The New York P/C Fund maintains this position despite the fact that Universal is a New York corporation and Midland is a New York corporation supervised by the New York Insurance Department.
Universal was informed by New Jersey officials that the New Jersey Guaranty Association will cover liabilities for property damage where:
1. The insured is a "resident" of New Jersey (interpreted by New Jersey officials as a corporation incorporated in New Jersey) at the time of the insured event; or
2. The property from which the claim arises is permanently located in New Jersey; and
3. Where the contract of insurance is not considered to be "ocean marine" insurance.
Universal was informed that the New Jersey Guaranty Association would not defend or indemnify Universal because Universal is a New York corporation, and does not qualify as a "resident,' and because the property damaged (the vessel Danaos) is not permanently located in New Jersey.
Universal also was informed that since the property damage in question was damage to a vessel, the New Jersey Guaranty Association would not cover the liability, because the "ocean marine" insurance exclusion would apply.
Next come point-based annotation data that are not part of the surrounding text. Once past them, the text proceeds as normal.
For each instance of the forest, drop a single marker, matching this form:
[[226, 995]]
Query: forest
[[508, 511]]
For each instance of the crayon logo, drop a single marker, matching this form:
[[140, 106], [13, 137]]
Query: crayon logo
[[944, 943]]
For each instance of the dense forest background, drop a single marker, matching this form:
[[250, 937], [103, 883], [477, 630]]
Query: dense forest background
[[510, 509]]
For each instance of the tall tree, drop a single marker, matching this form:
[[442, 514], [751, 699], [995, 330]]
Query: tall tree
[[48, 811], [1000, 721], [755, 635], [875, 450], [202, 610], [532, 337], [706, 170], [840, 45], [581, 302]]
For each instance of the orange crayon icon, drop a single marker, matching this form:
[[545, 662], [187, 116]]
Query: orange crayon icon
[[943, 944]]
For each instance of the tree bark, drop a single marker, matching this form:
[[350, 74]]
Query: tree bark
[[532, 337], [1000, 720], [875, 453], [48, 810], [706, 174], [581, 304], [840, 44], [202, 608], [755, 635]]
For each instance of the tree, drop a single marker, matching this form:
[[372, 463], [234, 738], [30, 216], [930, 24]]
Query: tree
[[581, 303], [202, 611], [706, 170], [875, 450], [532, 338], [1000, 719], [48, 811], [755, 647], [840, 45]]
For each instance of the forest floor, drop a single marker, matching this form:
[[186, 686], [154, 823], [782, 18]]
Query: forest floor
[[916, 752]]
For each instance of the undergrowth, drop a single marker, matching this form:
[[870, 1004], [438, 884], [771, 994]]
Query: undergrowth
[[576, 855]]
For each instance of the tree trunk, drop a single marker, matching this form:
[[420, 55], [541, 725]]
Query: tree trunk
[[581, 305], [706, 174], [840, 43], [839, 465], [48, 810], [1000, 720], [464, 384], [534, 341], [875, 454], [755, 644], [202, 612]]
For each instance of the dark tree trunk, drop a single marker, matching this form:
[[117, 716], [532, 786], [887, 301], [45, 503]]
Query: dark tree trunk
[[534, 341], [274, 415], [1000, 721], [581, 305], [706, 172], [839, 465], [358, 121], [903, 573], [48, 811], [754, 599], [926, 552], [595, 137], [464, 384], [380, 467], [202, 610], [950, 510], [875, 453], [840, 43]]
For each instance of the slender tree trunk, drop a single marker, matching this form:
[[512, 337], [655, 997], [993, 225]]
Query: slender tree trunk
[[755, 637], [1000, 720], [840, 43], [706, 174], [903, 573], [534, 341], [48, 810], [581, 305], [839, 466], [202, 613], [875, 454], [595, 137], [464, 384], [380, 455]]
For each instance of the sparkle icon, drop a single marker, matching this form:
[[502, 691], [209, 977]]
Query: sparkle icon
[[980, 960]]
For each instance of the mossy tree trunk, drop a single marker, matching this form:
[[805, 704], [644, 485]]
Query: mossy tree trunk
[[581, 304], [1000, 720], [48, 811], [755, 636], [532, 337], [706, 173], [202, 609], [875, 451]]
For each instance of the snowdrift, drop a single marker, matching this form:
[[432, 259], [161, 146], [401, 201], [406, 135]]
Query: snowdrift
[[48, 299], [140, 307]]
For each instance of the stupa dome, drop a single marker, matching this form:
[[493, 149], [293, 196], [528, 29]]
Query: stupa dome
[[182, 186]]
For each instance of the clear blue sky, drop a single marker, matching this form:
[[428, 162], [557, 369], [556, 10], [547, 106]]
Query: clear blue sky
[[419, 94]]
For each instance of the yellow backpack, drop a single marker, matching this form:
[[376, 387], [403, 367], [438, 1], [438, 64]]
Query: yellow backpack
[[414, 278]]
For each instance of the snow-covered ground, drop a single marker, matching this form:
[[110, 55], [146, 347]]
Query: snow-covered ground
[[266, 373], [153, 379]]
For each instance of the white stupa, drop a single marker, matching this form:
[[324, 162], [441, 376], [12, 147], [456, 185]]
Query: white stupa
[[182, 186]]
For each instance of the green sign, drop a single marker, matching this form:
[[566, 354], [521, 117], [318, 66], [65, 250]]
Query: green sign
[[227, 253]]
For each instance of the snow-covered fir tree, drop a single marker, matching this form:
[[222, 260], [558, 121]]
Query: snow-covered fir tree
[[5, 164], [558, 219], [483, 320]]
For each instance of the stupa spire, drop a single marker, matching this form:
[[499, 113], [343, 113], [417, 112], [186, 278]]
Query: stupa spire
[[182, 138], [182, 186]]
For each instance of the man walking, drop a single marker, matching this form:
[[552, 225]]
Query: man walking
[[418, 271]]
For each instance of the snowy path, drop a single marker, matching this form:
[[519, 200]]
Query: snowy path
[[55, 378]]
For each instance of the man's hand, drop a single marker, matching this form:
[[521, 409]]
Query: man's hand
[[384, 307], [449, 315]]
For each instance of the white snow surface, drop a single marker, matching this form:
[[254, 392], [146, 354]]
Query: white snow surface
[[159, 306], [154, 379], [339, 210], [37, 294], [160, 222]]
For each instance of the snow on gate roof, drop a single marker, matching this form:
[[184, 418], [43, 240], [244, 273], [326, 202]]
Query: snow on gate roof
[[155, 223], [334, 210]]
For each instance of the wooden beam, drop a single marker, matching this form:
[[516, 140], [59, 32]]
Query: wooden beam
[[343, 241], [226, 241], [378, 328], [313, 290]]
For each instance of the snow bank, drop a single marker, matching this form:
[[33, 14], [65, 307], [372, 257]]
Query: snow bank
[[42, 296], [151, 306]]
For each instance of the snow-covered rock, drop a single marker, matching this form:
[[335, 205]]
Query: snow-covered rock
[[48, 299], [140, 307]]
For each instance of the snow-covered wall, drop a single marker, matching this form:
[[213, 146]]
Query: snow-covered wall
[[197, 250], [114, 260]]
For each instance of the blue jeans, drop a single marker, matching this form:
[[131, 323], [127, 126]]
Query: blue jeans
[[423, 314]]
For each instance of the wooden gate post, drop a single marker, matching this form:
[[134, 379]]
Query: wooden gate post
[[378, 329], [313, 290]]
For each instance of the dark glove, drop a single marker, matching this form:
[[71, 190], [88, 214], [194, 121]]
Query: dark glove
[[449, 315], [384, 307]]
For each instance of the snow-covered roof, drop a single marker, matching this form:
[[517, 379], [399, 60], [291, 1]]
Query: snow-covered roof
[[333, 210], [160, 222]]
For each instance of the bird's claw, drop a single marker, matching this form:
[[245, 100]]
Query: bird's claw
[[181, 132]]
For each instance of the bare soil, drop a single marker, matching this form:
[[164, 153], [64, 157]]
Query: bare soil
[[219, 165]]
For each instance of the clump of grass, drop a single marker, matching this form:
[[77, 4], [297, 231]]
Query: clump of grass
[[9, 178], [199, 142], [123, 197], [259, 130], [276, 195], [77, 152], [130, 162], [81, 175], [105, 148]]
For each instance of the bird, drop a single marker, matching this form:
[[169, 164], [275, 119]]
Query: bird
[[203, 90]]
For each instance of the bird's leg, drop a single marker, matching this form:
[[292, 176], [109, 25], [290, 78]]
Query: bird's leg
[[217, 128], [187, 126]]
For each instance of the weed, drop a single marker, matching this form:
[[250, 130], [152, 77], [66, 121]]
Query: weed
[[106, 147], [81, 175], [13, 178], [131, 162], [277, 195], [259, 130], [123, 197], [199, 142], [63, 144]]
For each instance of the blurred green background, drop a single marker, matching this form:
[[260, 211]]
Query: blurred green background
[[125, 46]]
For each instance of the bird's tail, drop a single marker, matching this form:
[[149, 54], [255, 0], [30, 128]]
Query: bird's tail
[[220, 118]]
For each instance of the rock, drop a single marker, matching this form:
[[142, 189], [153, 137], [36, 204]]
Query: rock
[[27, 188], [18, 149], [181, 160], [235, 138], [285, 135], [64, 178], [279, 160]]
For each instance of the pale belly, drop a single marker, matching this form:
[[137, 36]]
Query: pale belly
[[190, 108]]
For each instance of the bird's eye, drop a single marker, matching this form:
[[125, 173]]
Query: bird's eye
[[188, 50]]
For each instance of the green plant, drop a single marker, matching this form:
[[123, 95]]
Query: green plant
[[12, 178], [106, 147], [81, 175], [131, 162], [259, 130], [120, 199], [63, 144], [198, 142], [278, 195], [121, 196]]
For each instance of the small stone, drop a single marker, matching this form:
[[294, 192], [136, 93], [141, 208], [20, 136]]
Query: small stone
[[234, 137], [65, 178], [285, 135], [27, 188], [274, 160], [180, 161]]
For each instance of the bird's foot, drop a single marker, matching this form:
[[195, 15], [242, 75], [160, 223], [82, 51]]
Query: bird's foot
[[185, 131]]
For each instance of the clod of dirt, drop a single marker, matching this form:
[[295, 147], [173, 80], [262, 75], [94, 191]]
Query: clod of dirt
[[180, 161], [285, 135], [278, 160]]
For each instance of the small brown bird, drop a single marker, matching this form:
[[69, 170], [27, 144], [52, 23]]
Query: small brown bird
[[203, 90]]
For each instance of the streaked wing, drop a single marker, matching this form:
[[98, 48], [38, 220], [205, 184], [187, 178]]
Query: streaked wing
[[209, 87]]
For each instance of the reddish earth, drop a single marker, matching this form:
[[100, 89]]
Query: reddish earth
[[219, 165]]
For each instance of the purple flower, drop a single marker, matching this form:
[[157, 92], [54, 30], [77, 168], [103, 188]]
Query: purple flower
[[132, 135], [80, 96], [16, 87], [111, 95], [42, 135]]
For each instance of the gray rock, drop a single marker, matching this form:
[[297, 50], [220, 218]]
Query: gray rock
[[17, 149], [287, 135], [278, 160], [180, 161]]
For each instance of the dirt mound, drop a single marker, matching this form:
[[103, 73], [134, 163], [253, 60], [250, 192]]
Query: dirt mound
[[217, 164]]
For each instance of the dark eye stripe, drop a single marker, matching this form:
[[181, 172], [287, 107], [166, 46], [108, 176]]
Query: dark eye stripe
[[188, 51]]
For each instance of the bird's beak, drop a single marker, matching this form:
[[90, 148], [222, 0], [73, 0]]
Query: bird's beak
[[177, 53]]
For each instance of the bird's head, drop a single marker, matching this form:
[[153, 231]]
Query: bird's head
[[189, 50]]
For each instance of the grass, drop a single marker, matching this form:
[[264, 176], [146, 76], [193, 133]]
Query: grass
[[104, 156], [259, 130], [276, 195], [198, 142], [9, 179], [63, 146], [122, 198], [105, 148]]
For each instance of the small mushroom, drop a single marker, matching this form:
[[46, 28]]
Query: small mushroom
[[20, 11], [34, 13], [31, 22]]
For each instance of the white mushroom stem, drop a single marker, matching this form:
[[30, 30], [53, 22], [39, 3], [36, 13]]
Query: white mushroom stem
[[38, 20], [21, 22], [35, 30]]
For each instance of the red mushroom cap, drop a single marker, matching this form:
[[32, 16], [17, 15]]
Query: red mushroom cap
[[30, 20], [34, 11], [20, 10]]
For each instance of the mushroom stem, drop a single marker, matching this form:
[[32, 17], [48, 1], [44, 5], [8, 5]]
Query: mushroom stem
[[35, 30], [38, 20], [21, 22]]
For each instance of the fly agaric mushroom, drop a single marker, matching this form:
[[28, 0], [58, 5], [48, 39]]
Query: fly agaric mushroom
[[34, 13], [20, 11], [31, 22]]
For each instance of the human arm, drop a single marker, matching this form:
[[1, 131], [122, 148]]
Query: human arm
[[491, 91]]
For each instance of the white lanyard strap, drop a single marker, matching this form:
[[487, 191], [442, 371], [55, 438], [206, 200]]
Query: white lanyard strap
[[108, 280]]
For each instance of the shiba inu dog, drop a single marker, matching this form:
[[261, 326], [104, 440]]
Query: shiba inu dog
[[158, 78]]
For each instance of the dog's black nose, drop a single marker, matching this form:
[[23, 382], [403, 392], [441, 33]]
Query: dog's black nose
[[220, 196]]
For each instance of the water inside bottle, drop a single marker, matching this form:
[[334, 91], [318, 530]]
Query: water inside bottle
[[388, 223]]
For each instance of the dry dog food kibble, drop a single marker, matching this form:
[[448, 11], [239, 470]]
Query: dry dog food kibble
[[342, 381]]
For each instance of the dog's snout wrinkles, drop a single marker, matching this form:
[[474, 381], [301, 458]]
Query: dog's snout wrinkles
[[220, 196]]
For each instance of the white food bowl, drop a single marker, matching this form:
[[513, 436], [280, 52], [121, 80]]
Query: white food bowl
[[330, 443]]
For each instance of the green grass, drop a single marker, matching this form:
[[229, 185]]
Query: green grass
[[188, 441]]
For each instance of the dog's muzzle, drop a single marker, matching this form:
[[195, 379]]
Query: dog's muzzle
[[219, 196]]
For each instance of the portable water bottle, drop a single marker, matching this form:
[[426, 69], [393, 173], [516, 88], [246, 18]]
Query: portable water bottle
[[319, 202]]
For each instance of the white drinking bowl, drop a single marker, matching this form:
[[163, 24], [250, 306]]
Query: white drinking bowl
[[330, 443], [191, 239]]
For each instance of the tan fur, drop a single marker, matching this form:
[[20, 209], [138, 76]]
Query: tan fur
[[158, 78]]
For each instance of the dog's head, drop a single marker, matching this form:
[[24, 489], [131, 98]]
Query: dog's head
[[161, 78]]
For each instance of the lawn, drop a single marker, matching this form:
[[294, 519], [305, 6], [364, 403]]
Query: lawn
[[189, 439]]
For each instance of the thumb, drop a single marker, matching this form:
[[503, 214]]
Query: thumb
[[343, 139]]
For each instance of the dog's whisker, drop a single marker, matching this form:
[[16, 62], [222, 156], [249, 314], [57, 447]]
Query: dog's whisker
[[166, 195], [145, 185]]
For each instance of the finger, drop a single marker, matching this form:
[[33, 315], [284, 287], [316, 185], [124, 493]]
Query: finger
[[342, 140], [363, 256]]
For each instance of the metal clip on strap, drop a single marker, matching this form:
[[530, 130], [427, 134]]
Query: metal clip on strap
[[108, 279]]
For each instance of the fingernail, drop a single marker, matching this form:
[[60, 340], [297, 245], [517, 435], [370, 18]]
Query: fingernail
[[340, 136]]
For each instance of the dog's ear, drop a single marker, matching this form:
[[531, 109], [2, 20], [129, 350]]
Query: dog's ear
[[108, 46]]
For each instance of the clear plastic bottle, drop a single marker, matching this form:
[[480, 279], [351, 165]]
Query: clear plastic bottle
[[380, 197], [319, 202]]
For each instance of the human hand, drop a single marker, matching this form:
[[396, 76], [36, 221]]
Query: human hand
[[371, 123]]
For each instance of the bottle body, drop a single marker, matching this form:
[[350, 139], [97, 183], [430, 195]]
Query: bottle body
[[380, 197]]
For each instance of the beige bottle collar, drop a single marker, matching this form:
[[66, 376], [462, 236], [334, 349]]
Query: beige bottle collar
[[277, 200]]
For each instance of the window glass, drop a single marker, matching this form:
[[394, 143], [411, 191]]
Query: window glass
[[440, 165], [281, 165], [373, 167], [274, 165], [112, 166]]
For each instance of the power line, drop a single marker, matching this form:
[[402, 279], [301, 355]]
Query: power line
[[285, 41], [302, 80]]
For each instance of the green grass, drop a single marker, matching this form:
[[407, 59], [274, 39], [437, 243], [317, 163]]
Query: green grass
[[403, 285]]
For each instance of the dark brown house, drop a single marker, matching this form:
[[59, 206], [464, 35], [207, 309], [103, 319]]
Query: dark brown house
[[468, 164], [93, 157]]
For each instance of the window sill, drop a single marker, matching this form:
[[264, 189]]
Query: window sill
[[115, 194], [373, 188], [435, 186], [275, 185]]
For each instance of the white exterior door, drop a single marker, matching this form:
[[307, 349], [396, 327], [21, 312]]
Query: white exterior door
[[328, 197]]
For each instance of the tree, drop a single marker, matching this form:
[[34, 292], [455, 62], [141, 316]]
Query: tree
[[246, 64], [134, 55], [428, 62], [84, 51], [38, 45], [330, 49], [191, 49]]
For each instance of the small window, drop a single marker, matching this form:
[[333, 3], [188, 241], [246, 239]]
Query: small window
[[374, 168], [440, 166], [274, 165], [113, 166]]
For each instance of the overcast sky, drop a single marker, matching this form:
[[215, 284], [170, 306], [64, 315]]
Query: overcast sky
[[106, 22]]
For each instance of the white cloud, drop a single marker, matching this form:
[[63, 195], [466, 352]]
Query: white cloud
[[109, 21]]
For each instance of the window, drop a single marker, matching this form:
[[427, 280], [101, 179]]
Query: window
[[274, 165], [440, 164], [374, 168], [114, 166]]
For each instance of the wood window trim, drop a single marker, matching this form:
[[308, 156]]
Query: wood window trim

New Jersey maintains this position (to this date) despite the fact that: Midland was licensed by the New Jersey Insurance Department to sell insurance in that State; Universal maintains its largest marine terminal facility in New Jersey; and the contract of insurance purchased by Universal from Midland in 1977 was a property damage liability policy.
As a result of the positions espoused by the New York P/C Fund and the New Jersey Guaranty Association, Universal was forced to assume the defense of litigation, which was supervised over the course of seven years by Midland. With the insolvency of Midland, Universal had to assume this litigation shortly prior to the time of trial at great expense in legal fees and the increased exposure of substantial economic detriment in the eventuality of success by the plaintiff.
In addition, attempting to buttress its position with the New Jersey Guaranty Association, Universal spent over $5,000 in obtaining an opinion of counsel that the contract of insurance purchased by Universal from Midland in 1977 was a property damage liability policy, and not an "ocean marine" policy. At the present time, Universal anticipates a legal proceeding against the New York P/C Fund, at further expense, and awaits reconsideration of the request for defense and indemnification from the New Jersey Guaranty Association.
Obviously, the present scheme of state regulation of the insurance industry is not functioning effectively and fairly. A Federal insolvency fund would protect consumers of insurance from an incomplete scheme of regulation which exposes them to financial ruin in the event of the insolvency of their insurance company.